A region of strategic weight and growing vulnerability

Samara is not just another Russian city. It sits at the heart of Russia’s energy infrastructure home to major oil refineries, chemical plants, and critical industrial facilities. The region lies roughly 900 kilometres east of the Ukrainian border.

That distance once made it feel untouchable. It no longer does.

Russia’s Defense Ministry reported its air defenses intercepted 155 Ukrainian drones across the country overnight from Tuesday evening into Wednesday morning. Some of those drones flew over Samara. Not all were stopped.

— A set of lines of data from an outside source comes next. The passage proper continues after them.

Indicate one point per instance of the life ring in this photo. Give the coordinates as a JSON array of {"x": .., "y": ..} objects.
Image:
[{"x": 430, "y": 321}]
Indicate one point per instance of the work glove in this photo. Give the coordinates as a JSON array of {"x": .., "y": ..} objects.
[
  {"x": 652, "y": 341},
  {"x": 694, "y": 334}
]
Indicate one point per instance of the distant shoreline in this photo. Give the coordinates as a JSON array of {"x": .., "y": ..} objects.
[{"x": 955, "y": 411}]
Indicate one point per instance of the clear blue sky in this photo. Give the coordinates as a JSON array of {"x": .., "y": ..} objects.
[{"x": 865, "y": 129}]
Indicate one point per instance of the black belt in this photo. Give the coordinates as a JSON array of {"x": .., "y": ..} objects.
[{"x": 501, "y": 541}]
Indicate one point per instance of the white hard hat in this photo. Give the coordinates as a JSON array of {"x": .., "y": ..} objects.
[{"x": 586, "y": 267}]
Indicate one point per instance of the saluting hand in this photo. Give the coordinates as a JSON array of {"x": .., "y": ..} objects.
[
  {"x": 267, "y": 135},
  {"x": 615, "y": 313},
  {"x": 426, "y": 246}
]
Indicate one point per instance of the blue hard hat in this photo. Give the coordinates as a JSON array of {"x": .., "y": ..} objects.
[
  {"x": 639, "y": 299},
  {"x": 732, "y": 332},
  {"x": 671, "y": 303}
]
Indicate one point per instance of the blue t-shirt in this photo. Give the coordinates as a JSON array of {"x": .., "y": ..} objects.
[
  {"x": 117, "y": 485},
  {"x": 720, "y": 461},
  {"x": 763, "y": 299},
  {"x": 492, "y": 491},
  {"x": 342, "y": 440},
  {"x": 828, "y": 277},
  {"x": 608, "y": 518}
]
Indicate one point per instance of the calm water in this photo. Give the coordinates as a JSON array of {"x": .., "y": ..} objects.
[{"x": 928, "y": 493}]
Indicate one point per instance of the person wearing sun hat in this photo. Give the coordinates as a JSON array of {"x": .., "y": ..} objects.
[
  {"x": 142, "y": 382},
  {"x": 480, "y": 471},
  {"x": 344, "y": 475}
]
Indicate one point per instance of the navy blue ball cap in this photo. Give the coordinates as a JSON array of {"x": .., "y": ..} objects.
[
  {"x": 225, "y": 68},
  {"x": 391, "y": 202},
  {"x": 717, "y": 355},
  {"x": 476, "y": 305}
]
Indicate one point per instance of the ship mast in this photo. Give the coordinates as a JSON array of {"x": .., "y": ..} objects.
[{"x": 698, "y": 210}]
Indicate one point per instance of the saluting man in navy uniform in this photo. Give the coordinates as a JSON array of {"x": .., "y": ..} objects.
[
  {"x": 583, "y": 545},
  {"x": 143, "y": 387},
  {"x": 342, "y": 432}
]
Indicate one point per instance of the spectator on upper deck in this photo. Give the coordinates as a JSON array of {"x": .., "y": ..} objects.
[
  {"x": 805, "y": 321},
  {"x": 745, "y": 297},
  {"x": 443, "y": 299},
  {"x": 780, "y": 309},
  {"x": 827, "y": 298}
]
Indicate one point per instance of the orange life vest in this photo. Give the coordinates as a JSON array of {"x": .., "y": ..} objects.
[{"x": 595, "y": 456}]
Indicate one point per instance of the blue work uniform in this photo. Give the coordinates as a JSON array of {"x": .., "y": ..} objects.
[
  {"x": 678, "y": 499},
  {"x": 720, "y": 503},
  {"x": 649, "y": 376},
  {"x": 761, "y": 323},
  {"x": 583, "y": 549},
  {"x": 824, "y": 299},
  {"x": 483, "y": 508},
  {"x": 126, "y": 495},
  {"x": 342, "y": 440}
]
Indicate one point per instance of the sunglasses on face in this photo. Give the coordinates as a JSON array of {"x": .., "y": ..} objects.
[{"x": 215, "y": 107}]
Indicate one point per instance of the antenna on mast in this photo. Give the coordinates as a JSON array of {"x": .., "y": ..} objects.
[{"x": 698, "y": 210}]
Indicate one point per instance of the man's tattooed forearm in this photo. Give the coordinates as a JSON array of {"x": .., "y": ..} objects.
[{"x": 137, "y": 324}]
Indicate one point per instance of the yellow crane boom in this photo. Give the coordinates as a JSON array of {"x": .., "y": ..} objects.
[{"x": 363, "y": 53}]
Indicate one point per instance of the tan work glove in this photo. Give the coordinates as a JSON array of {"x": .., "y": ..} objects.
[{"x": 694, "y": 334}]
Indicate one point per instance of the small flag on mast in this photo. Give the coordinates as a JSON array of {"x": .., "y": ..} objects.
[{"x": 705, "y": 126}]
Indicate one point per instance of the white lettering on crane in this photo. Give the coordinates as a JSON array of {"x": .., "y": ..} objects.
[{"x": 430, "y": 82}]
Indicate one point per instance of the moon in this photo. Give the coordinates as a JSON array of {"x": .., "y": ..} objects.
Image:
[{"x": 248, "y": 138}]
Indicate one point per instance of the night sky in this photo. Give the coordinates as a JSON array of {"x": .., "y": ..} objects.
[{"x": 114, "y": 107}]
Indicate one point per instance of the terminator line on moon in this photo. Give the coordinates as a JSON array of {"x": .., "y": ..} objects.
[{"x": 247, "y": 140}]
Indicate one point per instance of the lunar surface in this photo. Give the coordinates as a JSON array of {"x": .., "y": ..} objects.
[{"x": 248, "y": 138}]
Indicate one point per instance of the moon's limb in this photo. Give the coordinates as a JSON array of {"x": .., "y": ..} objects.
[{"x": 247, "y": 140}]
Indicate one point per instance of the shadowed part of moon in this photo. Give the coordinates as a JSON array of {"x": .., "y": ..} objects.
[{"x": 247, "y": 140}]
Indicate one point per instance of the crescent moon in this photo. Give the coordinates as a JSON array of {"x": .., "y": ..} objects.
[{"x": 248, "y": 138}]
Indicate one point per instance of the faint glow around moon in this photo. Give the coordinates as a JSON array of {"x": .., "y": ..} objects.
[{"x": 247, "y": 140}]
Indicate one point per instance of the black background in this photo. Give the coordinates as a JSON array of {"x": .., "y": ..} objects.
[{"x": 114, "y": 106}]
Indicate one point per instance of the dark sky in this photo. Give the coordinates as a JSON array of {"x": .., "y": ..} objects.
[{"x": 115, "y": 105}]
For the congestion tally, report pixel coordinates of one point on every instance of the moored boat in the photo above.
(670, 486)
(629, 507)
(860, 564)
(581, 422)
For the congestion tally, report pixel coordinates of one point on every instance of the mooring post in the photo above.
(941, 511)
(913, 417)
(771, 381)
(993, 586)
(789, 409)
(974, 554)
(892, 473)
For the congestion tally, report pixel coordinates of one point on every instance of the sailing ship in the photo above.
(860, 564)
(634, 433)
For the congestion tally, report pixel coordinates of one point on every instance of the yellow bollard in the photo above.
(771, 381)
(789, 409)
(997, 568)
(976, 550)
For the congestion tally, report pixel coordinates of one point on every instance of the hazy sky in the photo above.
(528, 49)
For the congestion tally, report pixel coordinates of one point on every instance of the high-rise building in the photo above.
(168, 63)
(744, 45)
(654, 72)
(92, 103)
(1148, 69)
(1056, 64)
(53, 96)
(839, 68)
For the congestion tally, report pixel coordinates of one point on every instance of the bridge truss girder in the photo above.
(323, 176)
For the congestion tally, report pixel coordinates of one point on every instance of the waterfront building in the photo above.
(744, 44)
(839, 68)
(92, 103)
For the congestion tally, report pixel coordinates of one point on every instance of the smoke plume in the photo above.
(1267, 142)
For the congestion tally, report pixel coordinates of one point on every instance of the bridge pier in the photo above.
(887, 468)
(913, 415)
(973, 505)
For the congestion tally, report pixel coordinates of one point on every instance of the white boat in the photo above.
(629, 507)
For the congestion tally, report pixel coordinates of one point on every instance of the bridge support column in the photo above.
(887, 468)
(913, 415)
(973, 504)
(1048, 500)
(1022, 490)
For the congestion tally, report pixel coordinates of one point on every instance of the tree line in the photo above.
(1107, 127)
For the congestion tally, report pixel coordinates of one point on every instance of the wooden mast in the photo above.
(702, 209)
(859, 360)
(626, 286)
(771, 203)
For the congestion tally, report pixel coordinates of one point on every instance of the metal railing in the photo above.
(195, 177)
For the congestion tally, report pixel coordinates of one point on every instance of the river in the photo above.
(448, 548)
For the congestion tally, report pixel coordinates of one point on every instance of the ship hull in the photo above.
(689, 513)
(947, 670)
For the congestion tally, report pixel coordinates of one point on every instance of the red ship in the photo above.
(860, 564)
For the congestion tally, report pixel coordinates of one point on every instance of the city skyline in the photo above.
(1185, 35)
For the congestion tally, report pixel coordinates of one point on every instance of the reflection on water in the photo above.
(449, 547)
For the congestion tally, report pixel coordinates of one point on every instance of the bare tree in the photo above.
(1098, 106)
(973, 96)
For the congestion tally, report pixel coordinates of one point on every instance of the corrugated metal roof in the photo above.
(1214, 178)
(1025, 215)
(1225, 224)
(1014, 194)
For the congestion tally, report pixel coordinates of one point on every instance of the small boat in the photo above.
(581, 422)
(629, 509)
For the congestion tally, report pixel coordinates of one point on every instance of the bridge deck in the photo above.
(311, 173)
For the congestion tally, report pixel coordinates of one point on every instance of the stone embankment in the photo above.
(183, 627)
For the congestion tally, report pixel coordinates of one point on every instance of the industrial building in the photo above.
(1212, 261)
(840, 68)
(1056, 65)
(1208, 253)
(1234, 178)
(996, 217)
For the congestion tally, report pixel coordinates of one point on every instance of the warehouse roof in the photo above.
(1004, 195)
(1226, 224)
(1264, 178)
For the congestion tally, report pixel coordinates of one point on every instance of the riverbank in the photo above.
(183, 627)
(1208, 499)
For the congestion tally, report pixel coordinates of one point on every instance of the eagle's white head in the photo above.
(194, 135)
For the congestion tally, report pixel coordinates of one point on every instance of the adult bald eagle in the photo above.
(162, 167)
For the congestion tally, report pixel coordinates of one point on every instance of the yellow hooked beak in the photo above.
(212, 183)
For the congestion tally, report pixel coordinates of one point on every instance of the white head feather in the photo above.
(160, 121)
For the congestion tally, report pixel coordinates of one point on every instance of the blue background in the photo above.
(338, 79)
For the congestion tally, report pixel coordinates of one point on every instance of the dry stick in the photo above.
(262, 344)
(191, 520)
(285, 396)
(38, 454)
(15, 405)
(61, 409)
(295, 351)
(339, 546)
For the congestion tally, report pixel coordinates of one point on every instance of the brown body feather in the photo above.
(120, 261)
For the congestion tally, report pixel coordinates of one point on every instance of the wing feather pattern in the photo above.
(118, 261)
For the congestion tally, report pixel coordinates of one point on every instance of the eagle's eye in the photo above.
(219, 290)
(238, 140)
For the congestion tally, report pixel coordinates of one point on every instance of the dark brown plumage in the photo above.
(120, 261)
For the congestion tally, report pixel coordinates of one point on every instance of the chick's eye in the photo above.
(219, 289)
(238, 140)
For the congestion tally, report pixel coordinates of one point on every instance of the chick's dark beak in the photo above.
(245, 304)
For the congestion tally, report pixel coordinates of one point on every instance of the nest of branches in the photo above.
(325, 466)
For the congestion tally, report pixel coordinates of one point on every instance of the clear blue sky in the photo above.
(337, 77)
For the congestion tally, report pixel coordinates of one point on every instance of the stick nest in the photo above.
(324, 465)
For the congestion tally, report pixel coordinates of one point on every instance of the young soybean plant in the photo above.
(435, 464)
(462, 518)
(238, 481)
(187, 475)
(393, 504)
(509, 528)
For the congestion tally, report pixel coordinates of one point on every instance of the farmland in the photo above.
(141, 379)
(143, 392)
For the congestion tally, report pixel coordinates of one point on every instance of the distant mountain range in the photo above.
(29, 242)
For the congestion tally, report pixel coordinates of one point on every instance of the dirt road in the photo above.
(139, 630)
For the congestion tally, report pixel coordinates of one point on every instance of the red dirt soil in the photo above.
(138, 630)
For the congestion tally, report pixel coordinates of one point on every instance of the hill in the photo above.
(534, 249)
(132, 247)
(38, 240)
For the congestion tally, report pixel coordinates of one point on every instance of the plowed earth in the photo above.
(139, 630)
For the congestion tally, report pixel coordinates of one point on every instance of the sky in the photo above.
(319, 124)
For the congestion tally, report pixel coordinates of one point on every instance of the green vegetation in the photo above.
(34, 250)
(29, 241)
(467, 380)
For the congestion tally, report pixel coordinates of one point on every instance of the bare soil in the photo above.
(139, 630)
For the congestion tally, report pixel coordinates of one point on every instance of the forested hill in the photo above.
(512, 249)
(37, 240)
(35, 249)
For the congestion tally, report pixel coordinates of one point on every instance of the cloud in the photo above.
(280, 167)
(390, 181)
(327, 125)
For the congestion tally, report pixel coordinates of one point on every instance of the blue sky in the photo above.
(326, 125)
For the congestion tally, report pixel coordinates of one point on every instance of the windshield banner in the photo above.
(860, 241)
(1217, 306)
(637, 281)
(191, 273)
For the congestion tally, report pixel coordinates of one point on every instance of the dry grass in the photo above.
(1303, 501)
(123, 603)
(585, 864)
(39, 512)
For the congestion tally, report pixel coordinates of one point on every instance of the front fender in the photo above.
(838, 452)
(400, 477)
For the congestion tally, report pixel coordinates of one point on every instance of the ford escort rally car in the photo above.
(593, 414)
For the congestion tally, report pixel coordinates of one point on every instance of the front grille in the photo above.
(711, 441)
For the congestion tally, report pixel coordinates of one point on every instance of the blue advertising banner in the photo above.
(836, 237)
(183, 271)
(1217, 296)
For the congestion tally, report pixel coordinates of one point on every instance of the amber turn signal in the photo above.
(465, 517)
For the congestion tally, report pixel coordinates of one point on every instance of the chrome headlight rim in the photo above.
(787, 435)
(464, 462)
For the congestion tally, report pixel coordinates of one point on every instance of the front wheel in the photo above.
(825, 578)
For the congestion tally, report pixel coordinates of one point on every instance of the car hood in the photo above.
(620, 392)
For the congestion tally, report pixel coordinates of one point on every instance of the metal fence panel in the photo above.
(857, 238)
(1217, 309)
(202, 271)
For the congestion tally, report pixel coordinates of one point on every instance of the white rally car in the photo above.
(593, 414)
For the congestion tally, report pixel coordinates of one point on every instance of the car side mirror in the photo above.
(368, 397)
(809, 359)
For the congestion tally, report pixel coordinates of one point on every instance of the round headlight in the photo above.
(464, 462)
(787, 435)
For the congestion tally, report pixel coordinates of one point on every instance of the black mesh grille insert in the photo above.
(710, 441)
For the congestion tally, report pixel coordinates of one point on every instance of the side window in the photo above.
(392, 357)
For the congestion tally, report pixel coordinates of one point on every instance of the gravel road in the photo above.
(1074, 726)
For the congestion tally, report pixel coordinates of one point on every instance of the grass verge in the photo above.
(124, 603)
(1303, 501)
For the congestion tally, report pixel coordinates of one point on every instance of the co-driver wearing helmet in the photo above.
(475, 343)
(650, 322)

Refineries under sustained pressure

The residential strike happened against a backdrop of sustained Ukrainian drone pressure on Samara’s industrial sites. A Rosneft-operated oil refinery in the nearby city of Syzran was hit twice in December. Ukraine has publicly justified those strikes, saying the facility supplies fuel directly to Russian military operations.

Then, just days before Wednesday’s residential strike, another major refinery the Novokuibyshevsk facility went offline. Industry sources confirmed to Reuters that primary processing operations there halted on April 18, following a separate drone attack. That refinery had not resumed operations as of this report.

What this means beyond the headlines

The Samara strikes represent a significant shift in the drone war’s geography. Ukraine’s long-range drone campaign has increasingly targeted Russia’s energy backbone not just to disrupt military logistics, but to raise the economic and psychological cost of the war inside Russia itself.

For ordinary Russians living near strategic industrial zones, the calculation is no longer abstract. Refineries and pipelines that once seemed like background infrastructure now make their neighborhoods a target.

A grandmother and a 12-year-old girl in a four-storey apartment block didn’t choose to live inside that calculus. Wednesday morning, they became part of it.